Edited by Dr. Giovanni Chetta
Manual skills and mechanisms of action of classic massage
Each manual action always produces physiological changes through two types of action (present in different proportions based on the manual ability):
- direct or mechanical action: physical stimulus produced directly on tissues and organs
- indirect or neuroreflex action: stimulation of the nerve receptors of the skin, connective tissue, muscles, tendons, ligaments and joint capsule, which transmit the stimulus to the CNS, which responds by causing physiological changes of the reflex type even on organs far from the direct stimulation point.
- Superficial touch. It is performed with the hand or both hands sliding on the skin, with the long fingers together and the thumb abducted; the pressure exerted is equivalent to that of a caress. It serves to distribute the lubricant and is the reassuring first contact. Highlights cutaneous-vascular anomalies and restricted areas.
- Touch supported: it is carried out as the superficial brushing but with a much greater pressure. If slow, it has a myorelaxing and psycho-relaxing effect (neuroreflex action on the vegetative nervous system), drainage, peeling (elimination of dead cells of the stratum corneum), while if performed quickly it causes hyperemia with an increase in local temperature, muscle tone and level of attention (increased brain rhythms).
- Clutch. It is performed with the hand, with the long fingers together and the adducted thumb or with the fingers only (depending on the areas to be treated), by making rotations, without slipping, on the skin, so that the subcutis slides on the underlying tissues. Its effect is the reabsorption of interstitial fluids (eliminates edema, hematomas and catabolites) and the resolution of adherent layers (for exogenous or endogenous traumas such as muscle tears).
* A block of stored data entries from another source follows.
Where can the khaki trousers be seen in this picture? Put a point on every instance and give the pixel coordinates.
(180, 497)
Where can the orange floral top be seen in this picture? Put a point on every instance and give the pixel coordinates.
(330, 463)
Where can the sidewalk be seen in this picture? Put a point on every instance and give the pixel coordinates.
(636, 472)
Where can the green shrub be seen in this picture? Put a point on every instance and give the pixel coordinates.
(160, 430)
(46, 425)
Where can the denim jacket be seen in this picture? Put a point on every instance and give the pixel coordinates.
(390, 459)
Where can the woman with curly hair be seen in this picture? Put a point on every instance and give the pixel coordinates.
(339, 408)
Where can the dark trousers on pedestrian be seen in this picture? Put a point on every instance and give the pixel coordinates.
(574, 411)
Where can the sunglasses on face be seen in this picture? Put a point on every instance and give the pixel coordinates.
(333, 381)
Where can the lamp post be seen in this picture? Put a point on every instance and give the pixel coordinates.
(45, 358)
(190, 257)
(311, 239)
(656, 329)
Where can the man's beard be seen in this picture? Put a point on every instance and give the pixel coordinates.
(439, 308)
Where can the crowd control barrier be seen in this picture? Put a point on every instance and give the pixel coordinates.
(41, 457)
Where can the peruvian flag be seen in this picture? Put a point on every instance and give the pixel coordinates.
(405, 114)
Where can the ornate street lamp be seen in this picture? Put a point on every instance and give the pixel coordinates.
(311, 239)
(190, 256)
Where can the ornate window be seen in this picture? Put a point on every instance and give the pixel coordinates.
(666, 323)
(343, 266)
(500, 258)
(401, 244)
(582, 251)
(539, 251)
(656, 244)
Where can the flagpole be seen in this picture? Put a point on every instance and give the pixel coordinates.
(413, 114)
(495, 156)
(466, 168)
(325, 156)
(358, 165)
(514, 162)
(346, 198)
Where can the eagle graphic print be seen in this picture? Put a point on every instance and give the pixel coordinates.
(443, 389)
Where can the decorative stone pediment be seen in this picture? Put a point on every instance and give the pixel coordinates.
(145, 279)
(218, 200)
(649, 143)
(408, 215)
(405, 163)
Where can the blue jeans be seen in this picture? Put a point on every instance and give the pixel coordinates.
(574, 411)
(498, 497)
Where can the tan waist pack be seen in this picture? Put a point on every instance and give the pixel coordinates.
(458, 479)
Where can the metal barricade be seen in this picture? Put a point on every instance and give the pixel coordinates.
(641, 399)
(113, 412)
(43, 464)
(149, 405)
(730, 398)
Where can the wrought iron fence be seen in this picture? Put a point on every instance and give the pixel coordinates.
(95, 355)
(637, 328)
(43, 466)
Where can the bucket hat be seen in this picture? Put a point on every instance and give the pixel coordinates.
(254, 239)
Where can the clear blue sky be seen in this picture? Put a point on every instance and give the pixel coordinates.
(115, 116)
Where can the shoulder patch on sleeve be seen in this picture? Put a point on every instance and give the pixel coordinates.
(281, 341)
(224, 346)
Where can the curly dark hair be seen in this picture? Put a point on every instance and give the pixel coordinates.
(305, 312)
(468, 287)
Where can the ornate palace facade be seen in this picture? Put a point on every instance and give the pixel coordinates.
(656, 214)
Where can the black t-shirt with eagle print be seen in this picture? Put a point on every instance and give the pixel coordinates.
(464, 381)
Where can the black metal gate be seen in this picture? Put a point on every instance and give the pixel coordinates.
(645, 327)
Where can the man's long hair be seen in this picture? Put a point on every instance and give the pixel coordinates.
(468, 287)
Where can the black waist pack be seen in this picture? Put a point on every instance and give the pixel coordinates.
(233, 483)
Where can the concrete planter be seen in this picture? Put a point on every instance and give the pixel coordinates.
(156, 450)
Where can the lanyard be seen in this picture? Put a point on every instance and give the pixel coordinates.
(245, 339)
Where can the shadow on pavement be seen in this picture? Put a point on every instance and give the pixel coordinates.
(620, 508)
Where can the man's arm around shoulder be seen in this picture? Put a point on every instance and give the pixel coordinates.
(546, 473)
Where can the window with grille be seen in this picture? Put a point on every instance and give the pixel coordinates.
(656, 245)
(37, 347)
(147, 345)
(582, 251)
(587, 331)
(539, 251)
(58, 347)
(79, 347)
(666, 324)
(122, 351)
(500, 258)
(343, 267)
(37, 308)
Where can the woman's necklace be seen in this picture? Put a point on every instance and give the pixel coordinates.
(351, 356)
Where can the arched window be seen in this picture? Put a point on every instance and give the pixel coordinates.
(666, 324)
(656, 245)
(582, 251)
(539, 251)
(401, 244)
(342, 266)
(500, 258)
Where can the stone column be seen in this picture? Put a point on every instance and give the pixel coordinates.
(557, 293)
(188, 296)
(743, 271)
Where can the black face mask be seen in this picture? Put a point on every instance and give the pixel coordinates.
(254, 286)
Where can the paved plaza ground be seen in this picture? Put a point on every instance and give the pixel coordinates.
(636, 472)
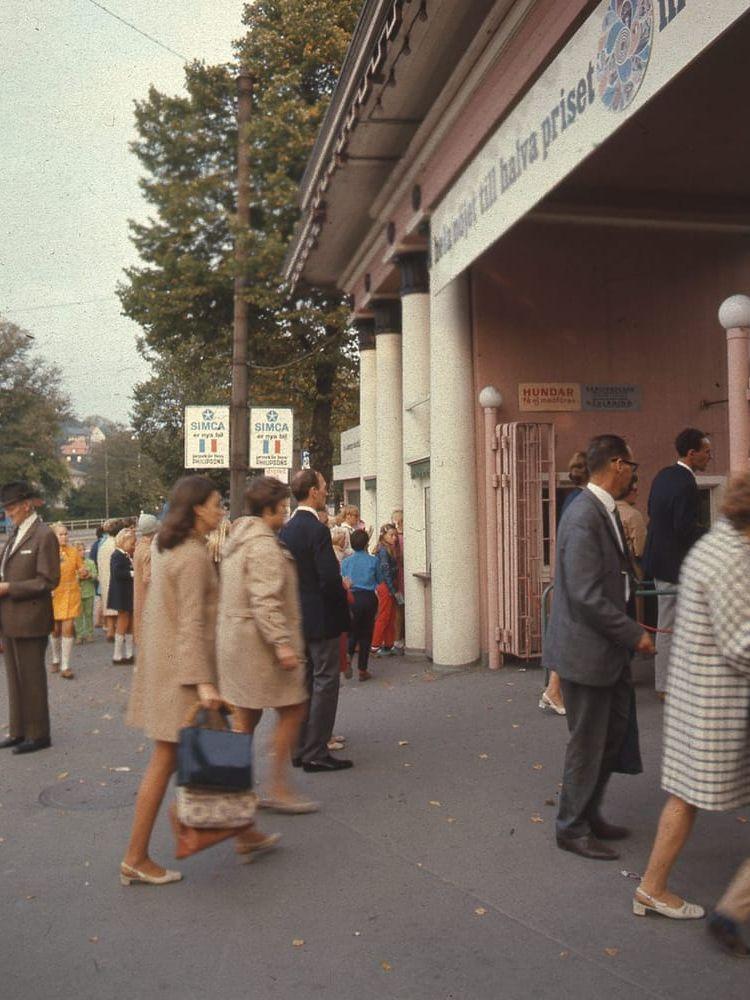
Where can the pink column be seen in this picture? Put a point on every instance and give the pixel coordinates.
(734, 316)
(490, 400)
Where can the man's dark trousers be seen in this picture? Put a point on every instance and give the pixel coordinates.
(27, 687)
(322, 676)
(597, 720)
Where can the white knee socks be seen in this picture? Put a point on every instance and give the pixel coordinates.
(67, 646)
(54, 643)
(119, 644)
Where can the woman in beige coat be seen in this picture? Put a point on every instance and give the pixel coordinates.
(260, 648)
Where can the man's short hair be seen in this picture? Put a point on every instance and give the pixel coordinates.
(264, 492)
(691, 439)
(358, 540)
(304, 481)
(602, 449)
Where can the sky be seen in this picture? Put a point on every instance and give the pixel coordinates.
(68, 183)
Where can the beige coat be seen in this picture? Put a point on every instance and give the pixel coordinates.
(258, 610)
(177, 650)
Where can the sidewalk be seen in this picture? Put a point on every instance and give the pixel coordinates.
(431, 872)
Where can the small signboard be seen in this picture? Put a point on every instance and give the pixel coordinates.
(611, 397)
(206, 437)
(271, 438)
(549, 396)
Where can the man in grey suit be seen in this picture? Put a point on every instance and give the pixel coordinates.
(29, 572)
(590, 641)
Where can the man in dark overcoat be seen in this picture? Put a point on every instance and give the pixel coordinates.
(29, 572)
(591, 639)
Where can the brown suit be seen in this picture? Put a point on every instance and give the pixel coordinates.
(32, 571)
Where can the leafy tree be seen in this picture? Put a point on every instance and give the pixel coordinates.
(119, 476)
(32, 410)
(182, 295)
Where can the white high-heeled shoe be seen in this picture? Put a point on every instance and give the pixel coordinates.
(130, 875)
(688, 911)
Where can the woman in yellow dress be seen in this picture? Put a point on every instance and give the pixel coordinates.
(66, 602)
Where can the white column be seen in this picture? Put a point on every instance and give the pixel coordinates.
(389, 436)
(453, 486)
(367, 419)
(415, 322)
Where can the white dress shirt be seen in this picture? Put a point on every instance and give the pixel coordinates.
(610, 506)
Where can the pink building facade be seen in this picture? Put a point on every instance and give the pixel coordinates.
(546, 198)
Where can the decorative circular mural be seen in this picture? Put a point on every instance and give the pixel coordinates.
(624, 51)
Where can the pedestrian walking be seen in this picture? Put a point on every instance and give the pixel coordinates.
(103, 563)
(177, 660)
(29, 572)
(364, 573)
(706, 744)
(84, 625)
(260, 647)
(325, 615)
(591, 639)
(674, 527)
(66, 603)
(384, 635)
(120, 597)
(146, 532)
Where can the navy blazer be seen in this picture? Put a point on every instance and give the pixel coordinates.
(674, 526)
(325, 611)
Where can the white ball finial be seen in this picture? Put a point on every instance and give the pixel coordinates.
(735, 312)
(491, 398)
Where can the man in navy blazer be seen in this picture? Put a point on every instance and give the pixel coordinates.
(325, 615)
(674, 527)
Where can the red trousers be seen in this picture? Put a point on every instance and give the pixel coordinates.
(385, 623)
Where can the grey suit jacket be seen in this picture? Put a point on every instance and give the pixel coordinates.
(33, 572)
(590, 637)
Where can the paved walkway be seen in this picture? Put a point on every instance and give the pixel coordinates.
(430, 874)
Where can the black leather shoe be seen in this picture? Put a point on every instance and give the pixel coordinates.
(31, 746)
(587, 847)
(726, 934)
(603, 830)
(10, 741)
(326, 764)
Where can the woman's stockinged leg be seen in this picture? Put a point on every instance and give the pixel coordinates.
(147, 804)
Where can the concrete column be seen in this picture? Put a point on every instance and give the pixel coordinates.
(415, 312)
(367, 418)
(389, 434)
(453, 487)
(734, 316)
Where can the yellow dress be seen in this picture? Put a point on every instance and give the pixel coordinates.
(66, 598)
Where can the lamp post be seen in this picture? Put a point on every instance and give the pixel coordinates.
(490, 399)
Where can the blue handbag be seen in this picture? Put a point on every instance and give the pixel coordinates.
(214, 758)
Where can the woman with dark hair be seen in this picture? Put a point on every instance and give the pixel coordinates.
(706, 748)
(176, 661)
(260, 647)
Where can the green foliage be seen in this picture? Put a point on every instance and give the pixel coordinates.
(32, 410)
(182, 294)
(119, 476)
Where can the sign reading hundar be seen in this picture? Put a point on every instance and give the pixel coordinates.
(619, 59)
(206, 437)
(271, 438)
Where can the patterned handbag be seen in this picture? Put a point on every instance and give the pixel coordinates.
(202, 808)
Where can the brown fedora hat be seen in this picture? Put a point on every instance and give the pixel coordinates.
(16, 491)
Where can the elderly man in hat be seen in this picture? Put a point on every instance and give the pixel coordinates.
(29, 572)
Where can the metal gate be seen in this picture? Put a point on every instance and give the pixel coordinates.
(525, 484)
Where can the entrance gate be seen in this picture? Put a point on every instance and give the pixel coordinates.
(524, 482)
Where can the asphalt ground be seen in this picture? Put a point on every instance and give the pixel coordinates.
(430, 872)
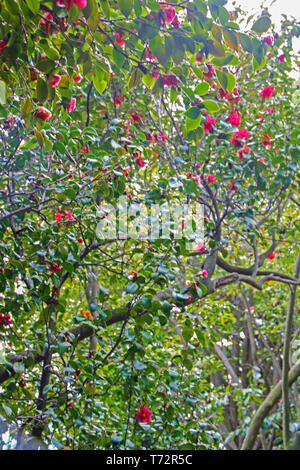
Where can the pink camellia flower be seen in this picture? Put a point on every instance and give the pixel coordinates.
(176, 22)
(242, 134)
(267, 92)
(267, 141)
(144, 415)
(169, 13)
(269, 40)
(141, 162)
(68, 214)
(72, 105)
(232, 186)
(2, 45)
(200, 248)
(118, 99)
(54, 268)
(58, 216)
(42, 113)
(210, 179)
(235, 141)
(149, 56)
(209, 124)
(235, 119)
(136, 117)
(210, 71)
(69, 3)
(119, 39)
(199, 57)
(77, 78)
(54, 81)
(160, 137)
(170, 80)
- Kneading or squeezing. A compression of the muscle is performed through: pressure of the hand and counter-pressure of the underlying bone, pressure of one hand and counter-pressure of the other, pressure of the thumb and counter-pressure of the long fingers of the same hand or of the other hand . If performed in deep mode it has the effect of decreasing muscle tone and, by neuroreflex action, of brain activities, with antispasmotic effects and improvement of circulation (important analgesic effect in cases of rheumatic or fatigue contractures) and relaxing. performed in surface mode (pincè roulè, palpé roulè) acts as a hyperemizer and resolves cases of superficial adherent layers.
- Shaking. It is performed with a hand that grasps the muscle belly, between thumb and long fingers together, and makes a transverse movement with respect to the underlying bone segment, of the "come and go" type. It has a draining effect and, if mild, relaxing or invigorating, and "awakening" if energetic.
- Rolling. It is performed with both hands, with the long hyperextended fingers and the adducted thumb, which grasp the muscle and give it "come and go" twists around the bone axis. The effects are the same as those of the shaking but more pronounced. a "fibrolytic action on muscle micro-scars and various adhesions.
- Cup beating. It is performed with the hands, with the semi-flexed fingers and the adducted thumb (as in the act of drinking from a fountain), which alternately strike the muscle so as to have, as effects, an increase in arterial circulation (hyperemia), in muscle tone and the level of attention (manual skills useful for example as a preparation just before a sporting gesture).
- Ulnar and fist percussion. It is performed with the hands, with slightly semi-flexed fingers, for ulnar percussion, or flexed, for fist percussion, which strike the muscle alternately with, respectively, the ulnar area of the fifth finger or the fifth metacarpal. The effects are the same as the cup beats, with a greater mechanical effect on the lax subcutaneous connective tissues, due to the vibratory effect.
- Vibration. It is performed with the fingertips that deeply impress a "vibratory wave, with a high → low or tangential direction with respect to the skin. In the first case (high → low direction), the effects are: increase in muscle tone and peristalsis, if performed at the level of the intestine. In the second case (tangential direction to the skin), there is instead a normalization of the density of the fundamental substance of the subcutaneous lax connective tissues.
- Pinching. It is carried out using the first fingers with the hands which, alternating rhythmically, lift a skin fold. The effect is a "hyperemia and an increase in local sensitivity (by vasomotor neuroreflex action), useful in the treatment of hypoesthesia (lowering of sensitivity due to trauma to the peripheral nervous system).
Deep manual pressures, performed statically or with slow movements, in addition to favoring the "gel to sol" transformation of the fundamental substance of the connective tissue (thanks to its thixotropic properties), stimulate Ruffini's mechanoreceptors (especially for tangential forces such as stretching lateral) and a part of the interstitials (described later in the paragraph "Fascial mechanoreceptors") inducing an increase in vagal activity with the related effects on autonomic activities including a global relaxation of all muscles as well as mental (van den Berg & Cabri, 1999) The opposite result is obtained through rapid and energetic manual skills (manipulations, vibrations, pinching, tapping, etc.) which stimulate the corpuscles of Pacini and the Paciniforms (Eble 1960).